There were the dances, wild with activities and finding dresses (or making them myself with oversized floral upholstery fabric...for real), 
(I could have sworn I have posted more of these crazy wing-dinger dresses on this blog somewhere but I can't find them...)

...the drives, the boyfriends, the dear friends, all trying to figure out who we really were and making decisions that would affect oh so many other things in life.

I adored those years.  

I never wanted them to end.  Elle reminded me so much of my own high school self way back then as her graduation approached last year and she bemoaned the sad, mournful fact that "the end" was coming whether she liked it or not.  I reminded her she had no idea what was coming, life keeps getting better.  

And it does.

But I'm so grateful for the foundation that was built in my high school years.

Of course my friends are what made it so great.  I've mentioned before how painfully shy I was.  And I don't now how it happened, but somehow in the whole ups and downs of high school this group of girls gradually formed into a tight bond.  One that is still going strong twenty-seven years later.

Yes, you read that right.  Twenty-seven years!

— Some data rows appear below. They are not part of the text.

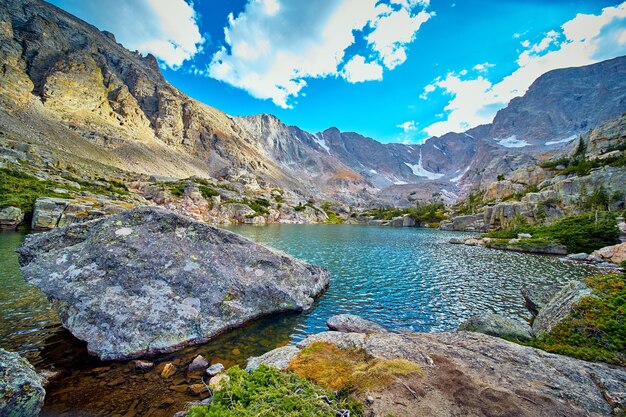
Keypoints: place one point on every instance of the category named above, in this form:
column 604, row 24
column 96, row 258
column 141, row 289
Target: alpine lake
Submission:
column 407, row 279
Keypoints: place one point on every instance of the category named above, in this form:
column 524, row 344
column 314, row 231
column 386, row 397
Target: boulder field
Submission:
column 148, row 281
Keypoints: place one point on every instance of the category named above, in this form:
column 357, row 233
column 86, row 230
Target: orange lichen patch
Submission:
column 348, row 369
column 123, row 204
column 85, row 200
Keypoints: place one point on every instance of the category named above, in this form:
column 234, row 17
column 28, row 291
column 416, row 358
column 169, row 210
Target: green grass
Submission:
column 19, row 189
column 270, row 392
column 596, row 329
column 350, row 369
column 579, row 233
column 333, row 218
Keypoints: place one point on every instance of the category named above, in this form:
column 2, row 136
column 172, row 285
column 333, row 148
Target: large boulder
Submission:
column 10, row 218
column 237, row 211
column 148, row 281
column 615, row 254
column 497, row 325
column 47, row 212
column 21, row 388
column 559, row 307
column 472, row 374
column 352, row 323
column 470, row 223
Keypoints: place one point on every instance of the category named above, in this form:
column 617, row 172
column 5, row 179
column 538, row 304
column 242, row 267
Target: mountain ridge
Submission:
column 114, row 106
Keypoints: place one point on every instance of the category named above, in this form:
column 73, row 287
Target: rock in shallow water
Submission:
column 497, row 325
column 148, row 281
column 468, row 373
column 351, row 323
column 21, row 389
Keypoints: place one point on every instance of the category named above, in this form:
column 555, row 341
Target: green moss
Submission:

And most of those close girlfriends who have changed me for the better for over thirty years came to the desert to visit last weekend (we missed you girls who couldn't come!).

They came five years ago (back HERE) and we decided it was time to get together again and made it happen.
How I love these girls!

I adore that we can pick up right where we left off any time we get together.

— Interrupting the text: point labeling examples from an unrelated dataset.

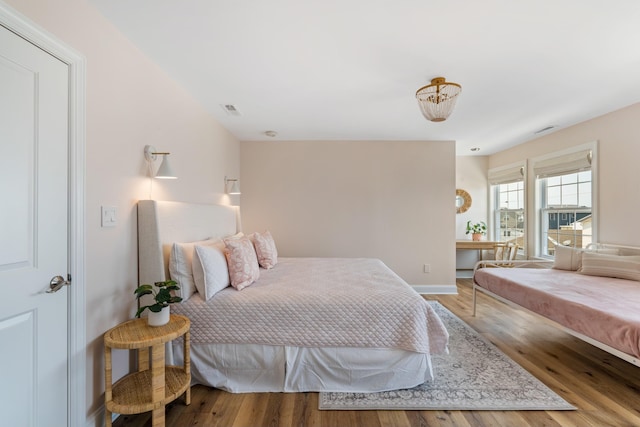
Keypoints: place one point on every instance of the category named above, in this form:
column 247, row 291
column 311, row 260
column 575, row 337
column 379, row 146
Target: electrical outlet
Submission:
column 108, row 216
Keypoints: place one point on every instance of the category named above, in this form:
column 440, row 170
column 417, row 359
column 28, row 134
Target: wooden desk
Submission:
column 475, row 245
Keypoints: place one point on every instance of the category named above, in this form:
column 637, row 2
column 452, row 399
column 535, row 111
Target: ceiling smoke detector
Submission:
column 230, row 109
column 548, row 128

We share so much history it's crazy, and sometimes it just does good to the soul to sit and reminisce on the good old days, and discuss and dissect and rejoice in the new.

Which we did.

The whole entire weekend.
For one of our meals we went to the very same restaurant we went to when they came five years ago, sat in the same kind of booth, and all ordered the very same Thai steak salad that we all did last time they came.
...and it was just as good.

We took bikes out from our hotel and did a little mountain biking.
On a gorgeous spring morning.
I loved sharing the desert beauty with them.
Had to have an analogy for these Saguaro giants that had been transplanted (above).  We decided those stakes supporting them were kind of like our group of friends in high school and beyond.

Supporting and holding up (at least most of the time :).

We sat by the pool...
And talked and talked, and wrapped up as the shadows inched closer and closer enveloping us in the evening chill.

We ate the best food.
 ...where we sat around tables for hours on end (literally) and just talked and talked until deep into the night, and then extended those discussions back to late late in our hotel room.

The last evening, I brought them home with me before we headed to the airport.
 I loved that my girls got to meet them.
Oh sure, they've met them before, but there's something about that girl up there second in from the right being the exact age we were when I got home from our family's six month stay in England and these relationships started to cement into place.

How I hope my children can all chose and keep friends like these who will be those stakes to hold them up (like those Saguaros we saw at our hotel) through the ups and downs of their lives like these girls have been to me.

There was a gorgeous sunset to wave them off at the airport, and wink goodbye to a great weekend.